Denotes updated information

Growth Icon (Orange)  Growth

2Q20 real GDP fell 31.4% q/q at a seasonally adjusted annual rate, following a 5.0% q/q decline in 1Q20. The second quarter should mark the end of a severe but short recession, with a peak to trough decline of 10.1% in real terms. While 3Q20 could see a more than 30% q/q bounce, the recovery is likely to be more gradual thereafter, and the 4Q19 peak in GDP may not be surpassed until 2Q21. September retail sales increased more than expected, rising 1.9% m/m and 5.4% y/y drive by clothing and department stores, while industrial production fell 0.6% driven by a drop in utilities, down 7.3% y/y overall.

Jobs Icon (Grey)  Jobs

Nonfarm payrolls increased by 661,000 in September and the unemployment rate fell to 7.9%. Leisure and hospitality accounted for nearly half of the job gains, but government jobs declined by 216,000, including 34,000 temporary Census 2020 workers. Wages grew 0.1% m/m for all workers and were flat for production and non-supervisory workers, up 4.7% y/y and 4.6% y/y, respectively. The economy has now regained 52% of the 22 million jobs lost between February and April. Although this jobs report demonstrated solid progress in a gradual recovery, the pace of progress has slowed considerably.

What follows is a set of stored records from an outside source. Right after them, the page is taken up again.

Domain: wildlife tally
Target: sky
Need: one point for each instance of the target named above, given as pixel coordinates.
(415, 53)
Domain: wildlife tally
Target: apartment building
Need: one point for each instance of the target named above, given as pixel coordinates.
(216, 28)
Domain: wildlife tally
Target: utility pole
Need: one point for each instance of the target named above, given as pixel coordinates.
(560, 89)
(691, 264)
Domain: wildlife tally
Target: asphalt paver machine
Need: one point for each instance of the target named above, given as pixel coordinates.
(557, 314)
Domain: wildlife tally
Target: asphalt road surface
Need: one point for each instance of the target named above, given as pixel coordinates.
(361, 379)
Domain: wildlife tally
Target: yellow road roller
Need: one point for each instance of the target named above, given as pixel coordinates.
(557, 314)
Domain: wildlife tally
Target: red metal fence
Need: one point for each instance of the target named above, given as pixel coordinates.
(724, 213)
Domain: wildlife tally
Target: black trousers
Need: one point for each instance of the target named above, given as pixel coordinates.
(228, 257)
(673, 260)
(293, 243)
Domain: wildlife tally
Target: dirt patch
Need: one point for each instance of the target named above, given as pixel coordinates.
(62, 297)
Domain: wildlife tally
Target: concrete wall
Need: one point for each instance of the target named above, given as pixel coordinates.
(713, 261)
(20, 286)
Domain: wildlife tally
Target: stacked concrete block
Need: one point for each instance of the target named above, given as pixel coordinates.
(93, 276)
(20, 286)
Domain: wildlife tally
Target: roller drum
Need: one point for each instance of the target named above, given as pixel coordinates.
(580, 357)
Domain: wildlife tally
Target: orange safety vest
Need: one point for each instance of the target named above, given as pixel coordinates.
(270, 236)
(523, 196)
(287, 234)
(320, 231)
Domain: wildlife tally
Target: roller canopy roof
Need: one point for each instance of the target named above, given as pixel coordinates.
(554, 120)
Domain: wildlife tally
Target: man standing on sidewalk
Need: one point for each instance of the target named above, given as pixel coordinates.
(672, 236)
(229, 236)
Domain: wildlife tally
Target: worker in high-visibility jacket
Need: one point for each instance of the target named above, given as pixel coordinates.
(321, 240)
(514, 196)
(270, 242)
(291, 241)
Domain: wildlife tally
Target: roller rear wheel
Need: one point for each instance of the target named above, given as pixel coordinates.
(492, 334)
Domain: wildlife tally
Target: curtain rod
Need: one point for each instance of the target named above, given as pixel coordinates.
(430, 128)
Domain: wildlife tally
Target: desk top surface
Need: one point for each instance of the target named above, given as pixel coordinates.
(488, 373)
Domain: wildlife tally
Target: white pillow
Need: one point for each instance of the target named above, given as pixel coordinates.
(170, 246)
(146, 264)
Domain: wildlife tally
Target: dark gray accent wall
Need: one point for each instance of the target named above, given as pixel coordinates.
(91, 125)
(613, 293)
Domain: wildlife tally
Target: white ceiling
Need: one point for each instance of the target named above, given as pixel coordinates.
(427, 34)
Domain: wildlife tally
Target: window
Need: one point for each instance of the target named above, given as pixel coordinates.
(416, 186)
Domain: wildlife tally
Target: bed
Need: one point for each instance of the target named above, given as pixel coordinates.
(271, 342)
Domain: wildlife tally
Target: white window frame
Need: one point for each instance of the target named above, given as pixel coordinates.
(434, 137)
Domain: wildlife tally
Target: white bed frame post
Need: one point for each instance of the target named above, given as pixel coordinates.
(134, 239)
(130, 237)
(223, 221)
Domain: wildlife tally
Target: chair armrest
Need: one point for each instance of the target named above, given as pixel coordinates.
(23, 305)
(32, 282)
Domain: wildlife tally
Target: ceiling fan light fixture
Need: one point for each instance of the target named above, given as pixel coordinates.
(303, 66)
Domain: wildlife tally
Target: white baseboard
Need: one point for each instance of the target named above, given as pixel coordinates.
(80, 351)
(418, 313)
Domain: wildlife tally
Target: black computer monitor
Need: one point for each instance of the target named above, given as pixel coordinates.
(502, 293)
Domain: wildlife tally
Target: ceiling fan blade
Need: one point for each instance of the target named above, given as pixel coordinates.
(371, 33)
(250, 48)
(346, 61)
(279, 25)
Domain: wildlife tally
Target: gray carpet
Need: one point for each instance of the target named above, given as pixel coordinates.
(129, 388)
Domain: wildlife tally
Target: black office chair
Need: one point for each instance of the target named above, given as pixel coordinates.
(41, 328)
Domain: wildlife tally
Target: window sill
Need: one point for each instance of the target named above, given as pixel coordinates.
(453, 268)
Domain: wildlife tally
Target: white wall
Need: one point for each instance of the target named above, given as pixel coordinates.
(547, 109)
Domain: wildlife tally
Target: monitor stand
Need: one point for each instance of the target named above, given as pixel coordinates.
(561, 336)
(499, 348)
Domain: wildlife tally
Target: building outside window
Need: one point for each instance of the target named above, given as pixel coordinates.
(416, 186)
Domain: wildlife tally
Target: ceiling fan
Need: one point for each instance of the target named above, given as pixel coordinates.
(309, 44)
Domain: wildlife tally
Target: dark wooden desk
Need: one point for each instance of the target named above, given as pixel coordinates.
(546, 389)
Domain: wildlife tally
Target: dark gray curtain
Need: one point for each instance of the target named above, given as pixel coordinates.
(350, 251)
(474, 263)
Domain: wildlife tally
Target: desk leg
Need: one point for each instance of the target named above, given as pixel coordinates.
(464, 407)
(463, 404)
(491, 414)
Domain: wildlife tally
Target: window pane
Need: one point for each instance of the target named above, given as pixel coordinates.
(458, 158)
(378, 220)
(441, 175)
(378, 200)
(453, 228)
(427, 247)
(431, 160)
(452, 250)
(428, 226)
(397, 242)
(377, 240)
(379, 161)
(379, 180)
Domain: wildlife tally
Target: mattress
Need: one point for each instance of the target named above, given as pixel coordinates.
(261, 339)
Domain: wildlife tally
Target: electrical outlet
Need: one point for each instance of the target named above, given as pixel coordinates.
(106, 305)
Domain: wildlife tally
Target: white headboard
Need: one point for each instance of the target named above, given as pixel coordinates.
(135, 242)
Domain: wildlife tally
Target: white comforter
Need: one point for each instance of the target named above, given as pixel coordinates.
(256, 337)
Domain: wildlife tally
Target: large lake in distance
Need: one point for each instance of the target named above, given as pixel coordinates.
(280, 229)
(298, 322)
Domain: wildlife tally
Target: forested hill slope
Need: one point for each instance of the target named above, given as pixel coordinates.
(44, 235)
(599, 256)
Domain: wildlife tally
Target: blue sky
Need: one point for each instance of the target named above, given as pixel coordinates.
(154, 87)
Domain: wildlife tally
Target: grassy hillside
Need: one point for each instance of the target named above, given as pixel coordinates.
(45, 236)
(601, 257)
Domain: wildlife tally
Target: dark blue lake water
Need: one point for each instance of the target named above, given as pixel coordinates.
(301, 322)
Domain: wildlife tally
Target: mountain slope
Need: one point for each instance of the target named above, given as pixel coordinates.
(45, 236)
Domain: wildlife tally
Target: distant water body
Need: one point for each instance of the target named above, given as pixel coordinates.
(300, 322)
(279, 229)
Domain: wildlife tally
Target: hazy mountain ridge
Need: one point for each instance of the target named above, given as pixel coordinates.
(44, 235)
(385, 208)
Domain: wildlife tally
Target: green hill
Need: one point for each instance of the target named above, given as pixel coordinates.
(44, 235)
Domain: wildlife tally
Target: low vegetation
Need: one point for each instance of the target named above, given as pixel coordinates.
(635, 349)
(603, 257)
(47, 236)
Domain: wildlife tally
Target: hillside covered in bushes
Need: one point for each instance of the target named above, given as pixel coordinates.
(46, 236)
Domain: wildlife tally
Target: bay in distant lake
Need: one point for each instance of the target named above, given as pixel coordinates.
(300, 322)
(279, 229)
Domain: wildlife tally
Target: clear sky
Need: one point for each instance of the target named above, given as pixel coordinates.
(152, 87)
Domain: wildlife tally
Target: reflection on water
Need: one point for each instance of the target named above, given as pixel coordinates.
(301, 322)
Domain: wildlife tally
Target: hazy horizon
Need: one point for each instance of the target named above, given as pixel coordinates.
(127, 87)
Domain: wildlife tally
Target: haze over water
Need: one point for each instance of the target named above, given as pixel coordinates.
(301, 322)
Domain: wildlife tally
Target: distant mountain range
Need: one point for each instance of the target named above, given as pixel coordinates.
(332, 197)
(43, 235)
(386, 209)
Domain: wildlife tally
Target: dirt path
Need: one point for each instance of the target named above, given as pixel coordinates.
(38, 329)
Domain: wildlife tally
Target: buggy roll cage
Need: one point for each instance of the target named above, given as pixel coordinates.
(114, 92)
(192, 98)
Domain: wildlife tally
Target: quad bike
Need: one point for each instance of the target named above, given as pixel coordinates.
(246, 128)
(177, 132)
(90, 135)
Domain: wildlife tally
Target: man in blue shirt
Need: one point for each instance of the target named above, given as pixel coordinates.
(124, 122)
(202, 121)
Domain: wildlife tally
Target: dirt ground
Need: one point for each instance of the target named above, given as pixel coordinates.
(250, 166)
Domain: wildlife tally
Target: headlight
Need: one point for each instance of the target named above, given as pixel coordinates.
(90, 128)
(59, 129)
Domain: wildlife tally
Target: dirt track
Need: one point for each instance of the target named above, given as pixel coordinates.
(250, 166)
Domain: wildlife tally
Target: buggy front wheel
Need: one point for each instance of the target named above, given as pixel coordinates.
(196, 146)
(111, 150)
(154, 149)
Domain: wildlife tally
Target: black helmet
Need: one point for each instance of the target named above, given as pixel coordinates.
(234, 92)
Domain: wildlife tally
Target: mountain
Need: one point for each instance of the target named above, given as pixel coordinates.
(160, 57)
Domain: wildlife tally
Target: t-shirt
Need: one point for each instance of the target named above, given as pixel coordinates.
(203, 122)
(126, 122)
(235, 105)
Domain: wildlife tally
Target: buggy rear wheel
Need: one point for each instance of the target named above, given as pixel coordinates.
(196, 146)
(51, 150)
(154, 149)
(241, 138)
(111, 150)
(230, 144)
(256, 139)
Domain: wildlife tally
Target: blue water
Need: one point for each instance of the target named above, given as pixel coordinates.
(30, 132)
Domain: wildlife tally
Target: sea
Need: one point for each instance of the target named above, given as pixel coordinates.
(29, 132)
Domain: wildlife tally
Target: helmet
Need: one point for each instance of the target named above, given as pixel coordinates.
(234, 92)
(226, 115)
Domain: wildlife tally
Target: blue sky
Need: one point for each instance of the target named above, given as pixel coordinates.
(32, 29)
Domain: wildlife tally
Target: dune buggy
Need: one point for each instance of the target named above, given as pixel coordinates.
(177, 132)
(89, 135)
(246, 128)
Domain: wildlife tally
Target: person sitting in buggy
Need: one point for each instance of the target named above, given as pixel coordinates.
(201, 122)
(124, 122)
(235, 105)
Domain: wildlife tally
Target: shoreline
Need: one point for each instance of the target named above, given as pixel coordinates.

Profits Icon (Orange)  Profits

The 3Q20 earnings season kicked off this week, with 42 companies having reported (11.7% of market cap). Our current estimate for 3Q20 earnings is $33.43 with EPS declining 16.0% y/y. Thus far, 88% of companies have beaten on EPS estimates, and 76% have beaten on revenue estimates, both well above long-term averages, reflecting overly bearish initial estimates thus far. Sectors under pressure in the second quarter, like energy, financials and consumer discretionary, look set to continue to struggle. However, consumer staples, technology, health care and utilities may have positive earnings growth.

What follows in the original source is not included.